Rose led the discussion segment with Schieffer by using his "bystander" label of the chief executive, first touting how Obama began his second term with "big political victory – wanting to do things. And there's now this picture – one, of intrusive government, and yet, a President who seems like a bystander in his own government." The Face the Nation host replied with his extreme Nixon-era citation and continued by outlining his claim that the President is basically out to lunch:
BOB SCHIEFFER: ...[S]ome people are saying, are we back to the Nixon administration? This is what they did in the Nixon administration. This is not the Nixon administration, where you had burglars and people talking about blowing up the Brookings Institution. This is more of a case – is anybody home? I mean, just all of a sudden...you have this thing over at the Justice Department...getting all these phone records of all the reporters. The attorney general – well, he didn't know anything about it. You get to the IRS – they don't seem to know anything about the Tea Party thing. You come to the White House – they don't know anything about Benghazi. I mean, somebody's got to grab hold of this thing, and I mean – you know, it's – it's very, very disturbing what we're seeing here.

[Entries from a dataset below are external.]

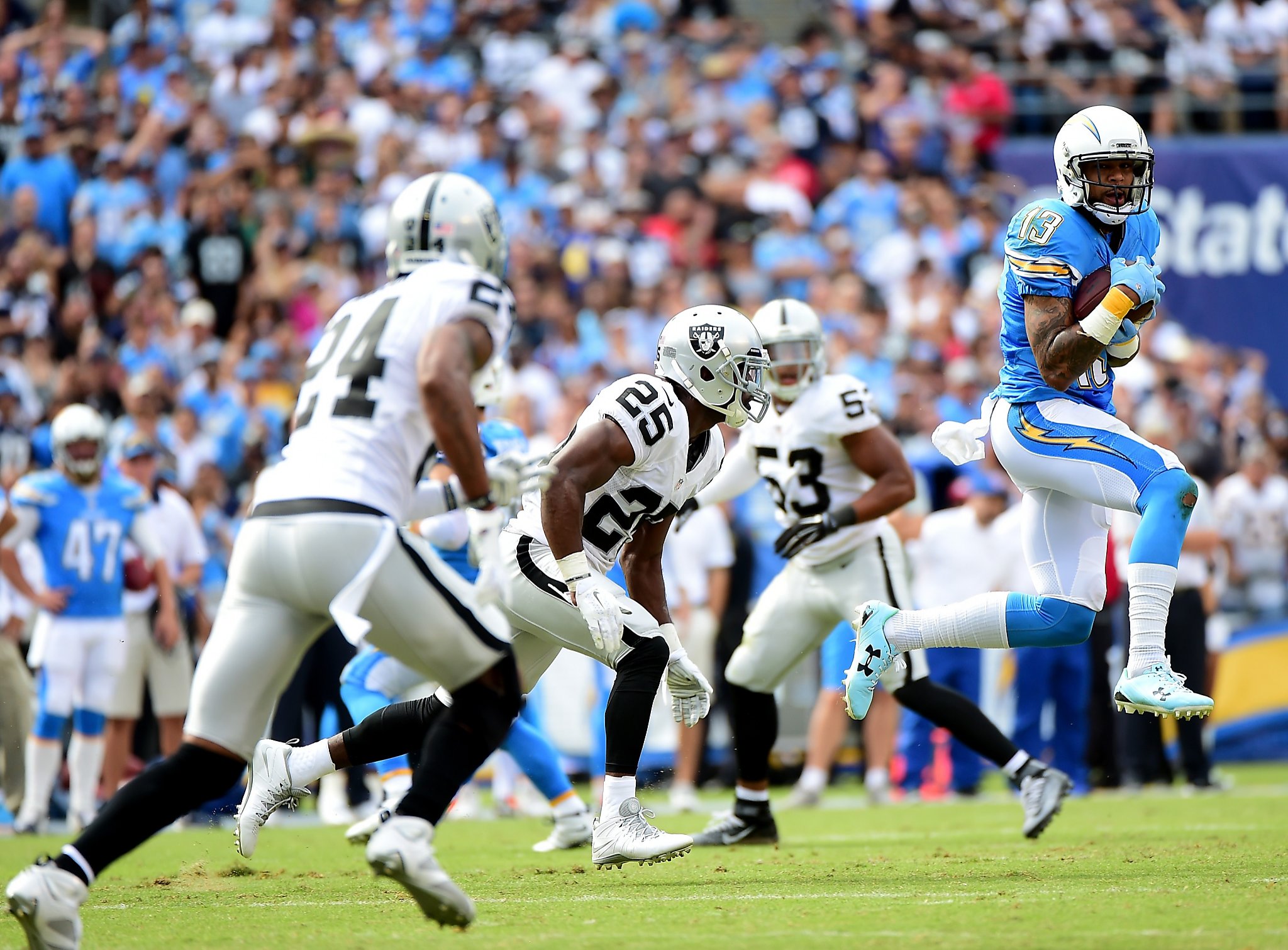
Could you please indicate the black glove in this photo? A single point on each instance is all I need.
(808, 532)
(687, 510)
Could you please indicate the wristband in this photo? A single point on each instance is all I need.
(574, 567)
(844, 516)
(673, 639)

Schieffer was referring to a June 1973 story by the Washington Post's Woodward and Bernstein that indicated that Nixon special counsel Chuck Colson "proposed firebombing the Brookings Institution as a cover-up or a diversionary tactic while operatives would attempt to recover politically damaging classified documents believed to be in the office of then-Brookings fellow...Morton Halperin." Colson later stated that "there is always a possibility that I might have said it....It is characteristic of me...but I never made it and certainly never meant it.”
The CBS host continued his spin when co-anchor Norah O'Donnell pointed out that the Obama administration "took a lot of proactive action yesterday" with all three scandals:
SCHIEFFER: They did – but it was yesterday. I mean, why – how is it these things all – you know, nobody seems to have been taking them very seriously up until this point. There is no question, though, that the administration was trying to get the story out that the war on terrorism – the threat of terrorism had been lessened. It wasn't as serious as it – as it had been pictured. And that erupts into this thing with all these e-mails. We see, at the State Department, the spokesman there saying, my high higher-ups in the building are worried about this. Well, which higher-ups? Why were the higher-ups worried?
O'DONNELL: You're speaking about Victoria Nuland, the State Department spokesperson – and in these e-mails back and forth, she was saying, my higher-ups were worried about this. And the question is, was it the Secretary of State, Hillary Clinton?
SCHIEFFER: And we still don't know – we still don't know the answer to that. It's a pretty easy thing. I mean, obviously, I think the President did the right thing in letting the temporary head of the IRS go. But what happens now? I mean, where does this go from here? I mean, that should not have happened.
Rose gave his "the President has to take control of his own government" near the end of the segment. Schieffer then cited how "you're now seeing those on the left saying, you know – the President has got to start participating in the presidency, I believe, is the way that Dana Milbank phrased it in the Washington Post. This is not somebody coming at it from the right." He concluded that "the President has some serious problems here, and can he grab hold of this? If he doesn't, he's not going to get anything done in the second term. I think that's the bottom line."
It should be pointed out that Dan Rather, Schieffer's former colleague at CBS, gave similar pro-Obama spin later on Thursday morning on MSNBC's Morning Joe:
DAN RATHER: Those who compare it to Watergate – the Republicans are always eager to jump on almost anything and say, well, it's like Watergate. We're – we're not anywhere in the same cosmos as that, because – keep in mind with Watergate – while using the Internal Revenue Service to punish one's opponents came directly from the President [Nixon] himself. That's a fact. Now, in this case, we don't even know whether the President [Obama] was aware that this was happening.
This is the same Dan Rather who characterized the Iran-Contra controversy during the second Reagan term as a "Watergate-style scandal in the making", as he did on the November 25, 1986 edition of CBS Evening News.